Los años cincuenta fue una década condicionada por el clima de pugna entre Estados Unidos y la URRS, que dio pie a una psicótica caza de brujas contra las personas sospechosas de antiamericanismo, un contexto tan delirante que eliminó de algunas bibliotecas el libro de Robin Hood por entender que era propaganda comunista. Uno de los intelectuales purgados en ese proceso de acusaciones infundadas, denuncias y listas negras fue el popular director de cine Edward Dmytryk. En su película El árbol de la vida (Raintree County), ambientada en la guerra de secesión americana, se produce un cruce de relaciones fraudulentas, desamores y huidas, con una Elizabeth Taylor en el papel de Susanna que sufre un deterioro mental que la conducirá a la locura. De Elizabeth Taylor se cuenta que en sus años de mayor esplendor desayunaba huevos revueltos con beicon y jugo de naranja con champán. Ya en los años sesenta, esta actriz llevaba una dieta en la que no faltaban el pan con crema de cacahuetes, el pollo frito y las patatas, todo bien regado con Jack Daniel´s y champán. Su relación con la comida fue tan desequilibrada que pasó de ser la mujer más voluptuosa de Hollywood a tener sobrepeso, adelgazar después, nuevamente engordar, para adelgazar otra vez... toda una biografía de excesos y privaciones asociados al péndulo emocional. Al fin y al cabo, lo que se come incide tanto en lo que se siente como lo que se siente en lo que se come.

Llegados a este punto, lo sensato es ir concluyendo esta secuencia de relatos que tejen esta variopinta relación del ser humano con su comida.
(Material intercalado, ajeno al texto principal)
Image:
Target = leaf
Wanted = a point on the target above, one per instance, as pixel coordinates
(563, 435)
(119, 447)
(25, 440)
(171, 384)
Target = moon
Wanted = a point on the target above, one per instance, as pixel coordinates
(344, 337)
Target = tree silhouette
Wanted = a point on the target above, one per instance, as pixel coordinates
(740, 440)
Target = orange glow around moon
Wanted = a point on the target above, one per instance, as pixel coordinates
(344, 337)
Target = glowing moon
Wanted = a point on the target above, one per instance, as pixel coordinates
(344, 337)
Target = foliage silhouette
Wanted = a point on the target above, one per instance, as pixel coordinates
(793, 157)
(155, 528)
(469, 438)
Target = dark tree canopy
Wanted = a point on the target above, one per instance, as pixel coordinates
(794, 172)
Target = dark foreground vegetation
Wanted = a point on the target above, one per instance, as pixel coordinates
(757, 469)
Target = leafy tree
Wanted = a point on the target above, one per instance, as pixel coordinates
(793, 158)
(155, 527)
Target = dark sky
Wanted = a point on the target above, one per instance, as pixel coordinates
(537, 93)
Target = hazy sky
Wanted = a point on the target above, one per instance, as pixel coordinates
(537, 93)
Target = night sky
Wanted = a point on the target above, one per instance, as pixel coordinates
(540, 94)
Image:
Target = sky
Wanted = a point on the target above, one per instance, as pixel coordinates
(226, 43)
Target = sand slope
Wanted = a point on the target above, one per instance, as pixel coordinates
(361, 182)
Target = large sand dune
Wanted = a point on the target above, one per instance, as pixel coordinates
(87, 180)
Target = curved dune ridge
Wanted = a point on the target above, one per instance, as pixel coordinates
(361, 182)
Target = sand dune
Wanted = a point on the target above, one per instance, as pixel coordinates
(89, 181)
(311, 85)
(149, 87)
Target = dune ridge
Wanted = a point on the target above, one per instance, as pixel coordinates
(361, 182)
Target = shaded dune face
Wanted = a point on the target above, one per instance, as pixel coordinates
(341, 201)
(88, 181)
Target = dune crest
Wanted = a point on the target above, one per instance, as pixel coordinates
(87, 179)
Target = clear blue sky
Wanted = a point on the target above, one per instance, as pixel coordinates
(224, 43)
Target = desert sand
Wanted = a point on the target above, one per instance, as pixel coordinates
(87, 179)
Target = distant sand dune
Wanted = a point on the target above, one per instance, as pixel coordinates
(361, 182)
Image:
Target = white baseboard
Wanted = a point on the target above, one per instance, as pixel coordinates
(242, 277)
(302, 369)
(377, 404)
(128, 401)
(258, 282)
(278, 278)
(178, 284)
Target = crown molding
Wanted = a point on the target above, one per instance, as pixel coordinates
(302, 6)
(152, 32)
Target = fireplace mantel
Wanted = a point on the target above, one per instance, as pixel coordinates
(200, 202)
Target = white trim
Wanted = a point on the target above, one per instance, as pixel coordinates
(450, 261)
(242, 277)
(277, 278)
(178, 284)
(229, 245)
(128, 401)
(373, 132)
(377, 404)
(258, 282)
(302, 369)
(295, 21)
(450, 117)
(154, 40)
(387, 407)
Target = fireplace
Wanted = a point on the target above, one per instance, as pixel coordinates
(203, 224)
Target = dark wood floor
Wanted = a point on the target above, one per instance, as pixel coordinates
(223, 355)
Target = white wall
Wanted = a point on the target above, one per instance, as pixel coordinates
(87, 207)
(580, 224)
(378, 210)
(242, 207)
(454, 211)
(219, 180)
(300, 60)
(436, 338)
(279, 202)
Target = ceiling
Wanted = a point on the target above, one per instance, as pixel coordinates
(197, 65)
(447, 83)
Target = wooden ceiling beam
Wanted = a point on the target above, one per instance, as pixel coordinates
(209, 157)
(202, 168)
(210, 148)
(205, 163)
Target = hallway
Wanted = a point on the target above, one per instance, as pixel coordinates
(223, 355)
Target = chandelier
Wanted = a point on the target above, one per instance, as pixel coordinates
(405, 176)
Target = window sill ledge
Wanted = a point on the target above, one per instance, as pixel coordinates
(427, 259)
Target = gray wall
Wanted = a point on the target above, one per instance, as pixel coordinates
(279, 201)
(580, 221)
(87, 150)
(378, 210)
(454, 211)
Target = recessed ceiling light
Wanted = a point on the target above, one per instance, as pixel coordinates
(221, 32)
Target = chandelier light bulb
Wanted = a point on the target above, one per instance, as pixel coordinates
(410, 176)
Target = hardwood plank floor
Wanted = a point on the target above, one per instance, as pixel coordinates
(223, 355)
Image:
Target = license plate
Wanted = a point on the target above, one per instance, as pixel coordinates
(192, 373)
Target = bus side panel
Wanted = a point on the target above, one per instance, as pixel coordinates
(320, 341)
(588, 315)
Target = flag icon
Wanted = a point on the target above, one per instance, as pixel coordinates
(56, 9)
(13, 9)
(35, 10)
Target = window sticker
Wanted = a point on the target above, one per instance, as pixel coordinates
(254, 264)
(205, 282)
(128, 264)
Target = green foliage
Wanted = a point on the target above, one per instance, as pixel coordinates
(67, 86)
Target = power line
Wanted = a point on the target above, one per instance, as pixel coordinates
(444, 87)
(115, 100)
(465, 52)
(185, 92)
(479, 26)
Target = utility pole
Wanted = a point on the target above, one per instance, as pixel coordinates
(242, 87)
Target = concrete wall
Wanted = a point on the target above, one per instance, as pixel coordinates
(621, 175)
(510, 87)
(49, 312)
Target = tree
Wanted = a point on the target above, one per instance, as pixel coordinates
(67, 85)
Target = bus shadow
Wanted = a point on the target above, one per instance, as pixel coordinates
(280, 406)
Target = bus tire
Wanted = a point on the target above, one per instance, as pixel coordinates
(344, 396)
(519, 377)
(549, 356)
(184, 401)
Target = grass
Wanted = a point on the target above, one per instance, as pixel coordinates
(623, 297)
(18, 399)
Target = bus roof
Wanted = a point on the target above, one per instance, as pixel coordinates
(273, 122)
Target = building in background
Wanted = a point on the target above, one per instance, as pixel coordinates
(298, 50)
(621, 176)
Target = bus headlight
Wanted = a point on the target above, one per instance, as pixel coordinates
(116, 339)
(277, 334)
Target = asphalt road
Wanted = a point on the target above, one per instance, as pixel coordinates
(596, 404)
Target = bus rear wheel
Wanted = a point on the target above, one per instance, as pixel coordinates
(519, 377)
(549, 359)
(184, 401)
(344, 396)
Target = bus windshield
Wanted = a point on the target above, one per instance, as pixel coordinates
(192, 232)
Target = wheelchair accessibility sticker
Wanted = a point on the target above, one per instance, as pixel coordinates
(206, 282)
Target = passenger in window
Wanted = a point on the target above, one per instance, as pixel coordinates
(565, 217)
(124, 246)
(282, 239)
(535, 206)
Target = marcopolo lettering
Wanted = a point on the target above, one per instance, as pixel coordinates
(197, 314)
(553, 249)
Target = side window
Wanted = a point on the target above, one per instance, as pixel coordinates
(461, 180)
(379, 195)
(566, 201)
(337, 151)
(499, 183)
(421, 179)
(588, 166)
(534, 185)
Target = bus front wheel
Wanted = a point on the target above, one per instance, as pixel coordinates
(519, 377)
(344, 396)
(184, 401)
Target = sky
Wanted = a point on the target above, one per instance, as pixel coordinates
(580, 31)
En algún punto no muy remoto, las exiguas opciones de qué comer se disiparon para dar paso a un abanico cuasi infinito de posibilidades que abrieron el campo de decisión al terreno de la elección individual. En ese momento la repulsión empezó a correr más que el hambre y la antigua satisfacción de nuestros progenitores se disfrazó de asco. Cuanta más información se dispone de los alimentos, más titubeos surgen en torno a qué comer. Si atendemos a la transformación que está experimentando nuestra dieta, tan zarandeada por juicios de valor de todo tipo, no es difícil aventurar que en un futuro no tan lejano acabaremos renunciando a lo que nos ha alimentado durante miles de años para concebir que un batido indefinido pero irreprochable desde el punto de vista nutricional, higiénico y moral es lo natural. Una auténtica locura.

Andoni Luis Aduriz

Andoni Luis Aduriz (San Sebastián, 1971) lidera desde 1998 Mugaritz, un proyecto que defiende el ecosistema creativo que permite la libertad para crear sin ataduras. Sus ponencias en foros como la Universidad de Harvard o el MIT, sus artículos en El País Semanal, su pertenencia al Patronato de la Fundación Basque Culinary Center, a la Junta Directiva de Innobasque y al Consejo de Tufts Nutrition de la Universidad de Tufts o los libros -entre los que se encuentran colaboraciones con científicos y pensadores- son herramientas para difundir los conocimientos adquiridos por Mugaritz sobre la creatividad en las organizaciones, la salud, las percepciones, o la alimentación del futuro. En su trayectoria ha recibido galardones como el Premio Nacional de Gastronomía, el Premio Chef’s Choice Award de St. Pellegrino, el Premio Eckart Witzigmann y el Premio Gastronomía Saludable por la Real Academia de Gastronomía.